Sekar pun mendongakkan wajahnya.
"Za-Za-Zain?"
"Kamu dari mana mau kemana? Kok muncul dari arah sana?" tanya Zain.
"Ehm … aku-aku mau ke pasar."
"Loh, rumah kamu 'kan di sebelah sana."
"Tadi aku mampir sebentar ke warung."
"Aneh. Mau ke pasar, tapi mampir dulu ke warung," gumam Zain.
"Ya sudah, aku ke pasar dulu. Assalamu'alaikum."
"Waalaikumsalam, hati-hati."
Sekar berlalu dari hadapan Zain lalu melanjutkan perjalanannya menuju pasar.
"Eh, kamu lagi, Nduk," ucap pedagang pakaian dalam bernama pak Bambang itu.
"Iya, Pak."
"Kamu ingin membeli ce*ana dalam lagi?"
"Ti-ti-tidak, Pak. Saya ingin membeli kutang."
"Ya sudah, pilih saja mana yang kamu suka."
"Yang ini saja 3 potong nomor nya 38," ucap Sekar seraya menunjuk bra busa tanpa kawat.
"Berapa, Pak?" tanya Sekar.
"45.000. Tapi bapak diskon 5000, jadi kamu cukup membayar 40.000 saja."
Sekar pun lantas mengambil selembar uang pecahan lima puluh ribu dari dalam saku pakaiannya lalu menyodorkannya pada pedagang tersebut.
"Terima kasih, Pak. Saya langsung pulang saja."
"Hati-hati, Nduk."
****
"Kamu ini kenapa to Nduk? Sepulang dari pasar tadi kok melamun saja," ucap Sumirah.
"Aku sudah tahu siapa pencuri pakaian dalam itu, Mbok."
"Hah? Siapa orangnya? Apa dia warga kampung kita?"
"Pelakunya adalah Husein."
"Husein? Maksud kamu saudara kembar Hasan anaknya pak Lurah?"
"Iya, Bu."
"Bagaimana kamu bisa tahu jika dia pelakunya?"

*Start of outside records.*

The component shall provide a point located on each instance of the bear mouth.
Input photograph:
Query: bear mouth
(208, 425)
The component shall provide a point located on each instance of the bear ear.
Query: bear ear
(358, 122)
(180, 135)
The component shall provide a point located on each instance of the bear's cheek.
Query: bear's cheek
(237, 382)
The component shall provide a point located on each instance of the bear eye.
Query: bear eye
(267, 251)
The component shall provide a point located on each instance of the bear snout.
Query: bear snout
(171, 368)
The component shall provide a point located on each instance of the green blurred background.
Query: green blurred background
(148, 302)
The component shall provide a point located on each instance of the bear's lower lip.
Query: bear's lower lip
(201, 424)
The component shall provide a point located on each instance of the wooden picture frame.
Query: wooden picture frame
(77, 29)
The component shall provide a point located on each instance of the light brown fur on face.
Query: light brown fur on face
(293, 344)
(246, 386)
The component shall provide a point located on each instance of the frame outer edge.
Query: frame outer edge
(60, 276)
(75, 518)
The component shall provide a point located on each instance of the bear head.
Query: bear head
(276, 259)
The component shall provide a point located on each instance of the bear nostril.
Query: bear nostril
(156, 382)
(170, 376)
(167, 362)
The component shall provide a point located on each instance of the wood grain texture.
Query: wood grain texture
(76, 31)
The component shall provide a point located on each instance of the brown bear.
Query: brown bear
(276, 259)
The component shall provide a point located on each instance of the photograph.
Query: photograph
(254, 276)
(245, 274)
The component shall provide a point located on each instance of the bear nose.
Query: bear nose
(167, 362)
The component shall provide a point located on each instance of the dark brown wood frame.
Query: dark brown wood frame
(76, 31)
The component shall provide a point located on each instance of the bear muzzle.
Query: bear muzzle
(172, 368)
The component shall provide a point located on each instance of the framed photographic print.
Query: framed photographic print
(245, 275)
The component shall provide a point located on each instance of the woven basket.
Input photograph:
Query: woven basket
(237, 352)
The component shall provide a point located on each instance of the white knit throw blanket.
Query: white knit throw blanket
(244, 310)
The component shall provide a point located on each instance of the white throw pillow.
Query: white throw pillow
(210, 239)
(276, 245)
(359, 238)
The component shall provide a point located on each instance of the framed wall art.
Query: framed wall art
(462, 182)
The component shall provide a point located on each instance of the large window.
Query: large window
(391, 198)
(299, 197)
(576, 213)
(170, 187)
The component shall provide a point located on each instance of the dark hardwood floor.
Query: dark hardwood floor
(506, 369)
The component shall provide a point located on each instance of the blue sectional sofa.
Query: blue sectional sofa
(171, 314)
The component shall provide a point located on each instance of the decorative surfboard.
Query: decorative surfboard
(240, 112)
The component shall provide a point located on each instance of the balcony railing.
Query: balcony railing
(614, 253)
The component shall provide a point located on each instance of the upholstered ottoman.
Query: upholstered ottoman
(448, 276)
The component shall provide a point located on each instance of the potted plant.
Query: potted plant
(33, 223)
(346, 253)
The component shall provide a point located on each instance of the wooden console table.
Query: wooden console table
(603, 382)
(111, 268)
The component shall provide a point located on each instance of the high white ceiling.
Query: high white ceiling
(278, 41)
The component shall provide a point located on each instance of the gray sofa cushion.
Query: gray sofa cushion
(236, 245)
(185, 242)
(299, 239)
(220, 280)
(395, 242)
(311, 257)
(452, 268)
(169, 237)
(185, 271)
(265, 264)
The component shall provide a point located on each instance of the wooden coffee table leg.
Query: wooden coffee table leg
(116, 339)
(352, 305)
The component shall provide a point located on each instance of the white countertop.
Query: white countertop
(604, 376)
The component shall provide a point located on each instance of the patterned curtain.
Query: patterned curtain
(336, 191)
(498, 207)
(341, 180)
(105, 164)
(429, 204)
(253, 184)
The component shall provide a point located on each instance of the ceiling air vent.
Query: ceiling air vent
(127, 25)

"Saat di jalan menuju pasar tadi aku tidak sengaja bertabrakan dengan seorang laki-laki. Setelah kuamati, topi yang dipakai laki-laki itu sama persis dengan topi yang dipakai laki-laki pencuri jemuran yang beberapa hari yang lalu nyaris kutangkap."
"Lantas, Husein apakan pakaian dalam hasil curiannya? Tidak mungkin 'kan kalau dia yang pakai?"
"Pakaian dalam itu memang tidak dipakai olehnya, tapi, …" Sekar menggantung ucapannya. Rasa jijik dan mual kembali menyerangnya.
"Tapi kenapa, Nduk?"
"Pakaian dalam hasil curiannya digunakan untuk melakukan ritual me*um di dalam kamarnya."
"Hah?"
"Husein melakukan sesuatu seolah dia sedang melakukan hubungan ba*an dengan si pemilik pakaian dalam itu," jelas Sekar.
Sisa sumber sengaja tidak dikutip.